As a shot in the dark, judging from what you have posted, a first stab would be to use N threads (see below), and divide your 400 objects among them so that each thread is responsible for processing approximately 400/N objects. Each thread can loop 300 times, and on each iteration it can process each of its assigned objects.

N is an arbitrary number; in fact, I recommend trying different values and comparing the performance results. However, unless your threads are performing I/O or other operations that waste time blocking on non-computational operations, N should be no larger than the number of processor cores in your machine (try it and watch your performance drop quickly).

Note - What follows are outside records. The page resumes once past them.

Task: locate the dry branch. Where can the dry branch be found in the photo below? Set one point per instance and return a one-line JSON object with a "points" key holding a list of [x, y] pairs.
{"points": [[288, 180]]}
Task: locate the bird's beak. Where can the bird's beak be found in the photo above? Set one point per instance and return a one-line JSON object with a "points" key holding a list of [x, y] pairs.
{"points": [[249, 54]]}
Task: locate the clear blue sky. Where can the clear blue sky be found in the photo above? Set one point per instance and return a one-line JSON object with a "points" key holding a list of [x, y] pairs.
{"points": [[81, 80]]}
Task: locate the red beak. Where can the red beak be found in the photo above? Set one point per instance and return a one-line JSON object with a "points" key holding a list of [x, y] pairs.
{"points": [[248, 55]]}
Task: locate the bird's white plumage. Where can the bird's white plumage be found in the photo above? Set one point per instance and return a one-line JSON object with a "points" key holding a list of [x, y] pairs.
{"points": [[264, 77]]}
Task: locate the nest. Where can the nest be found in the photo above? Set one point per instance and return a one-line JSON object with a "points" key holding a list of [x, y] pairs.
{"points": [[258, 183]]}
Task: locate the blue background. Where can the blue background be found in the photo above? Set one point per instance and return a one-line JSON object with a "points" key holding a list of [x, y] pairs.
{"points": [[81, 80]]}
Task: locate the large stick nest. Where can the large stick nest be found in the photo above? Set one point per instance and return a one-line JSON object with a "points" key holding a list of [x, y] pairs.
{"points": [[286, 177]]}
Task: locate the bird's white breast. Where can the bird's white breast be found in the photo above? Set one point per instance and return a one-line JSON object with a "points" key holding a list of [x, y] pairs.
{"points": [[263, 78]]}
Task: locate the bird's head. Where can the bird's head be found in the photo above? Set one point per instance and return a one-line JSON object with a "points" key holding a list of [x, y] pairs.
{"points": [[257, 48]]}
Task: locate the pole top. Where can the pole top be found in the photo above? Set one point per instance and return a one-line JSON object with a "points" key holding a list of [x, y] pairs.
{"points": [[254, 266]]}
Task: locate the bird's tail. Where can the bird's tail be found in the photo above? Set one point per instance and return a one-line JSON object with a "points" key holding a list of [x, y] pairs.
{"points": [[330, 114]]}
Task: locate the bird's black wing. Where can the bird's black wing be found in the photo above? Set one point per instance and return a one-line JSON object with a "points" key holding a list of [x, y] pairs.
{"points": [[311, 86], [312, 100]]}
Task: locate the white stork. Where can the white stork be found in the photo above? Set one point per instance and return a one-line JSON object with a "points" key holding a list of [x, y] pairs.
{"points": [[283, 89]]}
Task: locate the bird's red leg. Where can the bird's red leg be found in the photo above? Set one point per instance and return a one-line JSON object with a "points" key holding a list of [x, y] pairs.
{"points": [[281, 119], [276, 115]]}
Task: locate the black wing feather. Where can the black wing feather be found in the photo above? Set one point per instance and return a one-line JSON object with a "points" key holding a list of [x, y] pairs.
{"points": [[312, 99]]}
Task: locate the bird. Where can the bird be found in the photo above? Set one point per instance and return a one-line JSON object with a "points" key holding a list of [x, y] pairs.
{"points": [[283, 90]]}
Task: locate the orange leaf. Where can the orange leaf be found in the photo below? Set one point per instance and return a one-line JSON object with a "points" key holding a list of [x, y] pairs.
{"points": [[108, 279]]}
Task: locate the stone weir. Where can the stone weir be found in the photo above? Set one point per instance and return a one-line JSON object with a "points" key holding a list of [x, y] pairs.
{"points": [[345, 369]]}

Edit: As per the ongoing discussion, it would be advisable to employ a queue of your objects from which each of your N threads can simply pop as they are ready for more work. The queue will of course need to be thread-safe. For optimal performance, a lock-free queue should be implemented. There's a good paper here. The implementation should be simplified by the fact that you are fully populating the queue once and therefore only need thread-safe reads.

Answer 2

The only way in which it is beneficial to have more threads than there are actual execution engines (CPUs or cores or whatever is being used - I'll just call them CPUs here) is if some of the threads are actually waiting on resources other than those CPUs.

If the threads are CPU-bound, the ideal number is equivalent to the number of CPUs you have available to you. If many of the threads are waiting on file I/O or database accesses or network traffic or OS events (and so on), then a couple of hundred may be okay. But, in your case, that appears not to be so.

A thread pool is really a way to avoid continuously creating and destroying threads in situations where that could be relatively inefficient. For example, if it takes ten seconds to start a thread and each only does one second of work, then a thread pool would be ideal.

Given that you're likely to be reducing the number of threads to something substantially less than four hundred (say about two or four), which will in turn ramp up the work done by each, a thread pool may not be needed. But again, it depends on the amount of work that will be done by the threads compared with their startup cost.

To keep it simple, I'd start with the non pool version and only contemplate changing if there's a serious performance issue. Otherwise you may be giving yourself extra work for no real benefit.

You can still divide up your work into four hundred units but the best approach will be to simply queue them up and have each of your threads pull an item from the queue when it's ready to process one. That way, the work is automatically balanced among CPUs. If, for some bizarre reason, CPU number 1 runs twice as fast as the others, it will automatically get twice as much of the workload.

This is more important than you think, simply because it's a near certainty that the CPUs will be doing other stuff as well - they're unlikely to be totally dedicated to just doing this work.